Le apasionaba escribir, pero cuando ya iba por la mitad del texto. Odiaba los comienzos. Empezar era insoportable. Tan sólo pensar en la ceremonia que implicaba dejar aquello que estaba haciendo (que de por sí no era nada importante, y generalmente era nada también), para sentarse frente a su máquina a juntar líneas, le hacía encontrar algo más interesante que lo alejaba de escribir.
Dentro de su cabeza existían innumerables bocetos de cuentos muertos que resucitaban de vez en cuando, incitando al escritor a mostrarle la luz. Obviamente que la mayoría quedaba dentro de ese universo tan increíble que es la mente humana.
Era justamente por esto, que miles de personajes hacían reclamos a diario exigiendo ser parte de sus escritos. Sufría piquetes, quema de neuronas, corte de pensamientos; todos encabezados por estos tipos, personajes abandonados entre las musas. De esta manera el autor intentó explicarle su psicólogo de dónde venía su jaqueca.
Desde ya que el doctor no tardó en otorgarle el título de loco, sin ningún tipo de duda. Así fue que Alessandro tenía que soportar dos karmas, como quién dice: empezar a escribir, y ser considerado demente.
“¿Qué es la locura?, ¿o a partir de cuando estamos locos? Porque si ese rótulo se alcanza desde el momento mismo que uno transgrede las normas estructurales de la realidad, poniendo en jaque los valores éticos y morales de una clase dominante que sembró la idea de que solamente existe una forma de ver las cosas, ancladas en la perspectiva unidimensional del universo, si desde ese momento es, pues sí. Gracias al cielo estoy loco.”
Alessandro tomaba nota en su cuaderno de ‘comienzos’, donde solía esbozar algunas iniciaciones de ensayos o diversos escritos para luego intentar desarrollarlos. Otra de las actividades que odiaba. Detestaba empezar a escribir algo cuando tenía la idea terminada en la cabeza, tanto como armar un boceto y retomarlo alguna vez.
Así era que pasaba los días con insoportables dolores de cabeza. Sus ideas no cesaban de reclamar protagonismo, los personajes exigían atención, la imaginación lo atormentaba. “Esto de ser creativo y sorprendente me está matando”, solía decir entre dientes.

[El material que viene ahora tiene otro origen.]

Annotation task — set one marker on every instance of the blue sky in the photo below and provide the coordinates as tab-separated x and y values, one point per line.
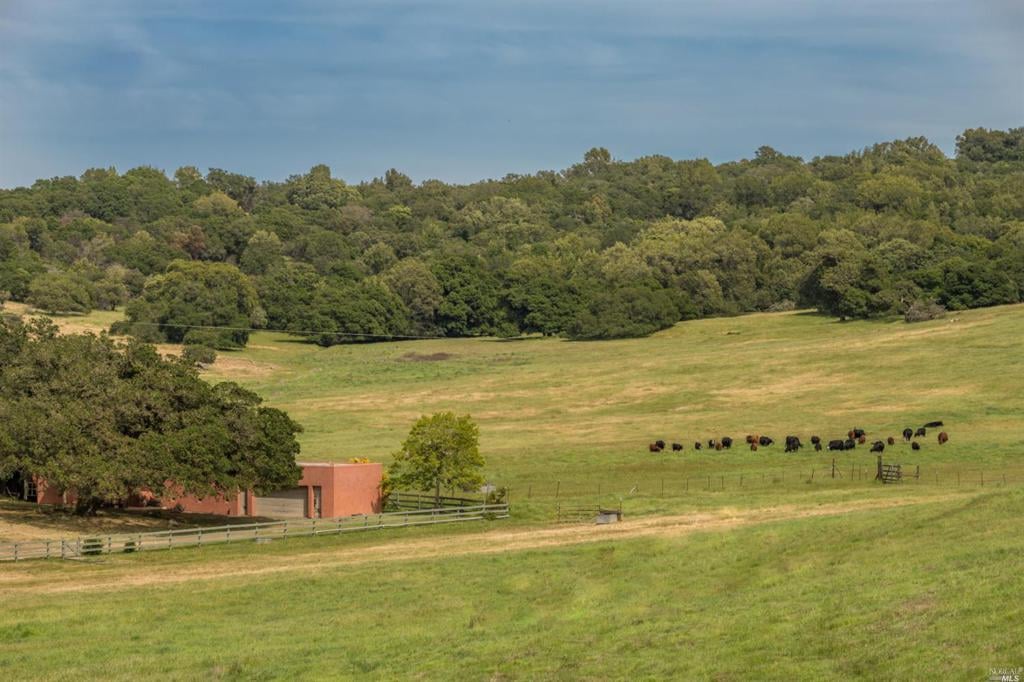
467	89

Entre tanta queja, se le dio por revolver los viejos baúles de sus propias creaciones, tratando de ver con qué se encontraba y además, poniéndose como meta, organizar de una vez por todas su casa. Luego de jugar al yenga con las cajas y cajas de cuadernos que tenía en el fondo (y de perder porque dejó caer todo sobre sí), quedó perturbado con lo que estaba frente a sus ojos.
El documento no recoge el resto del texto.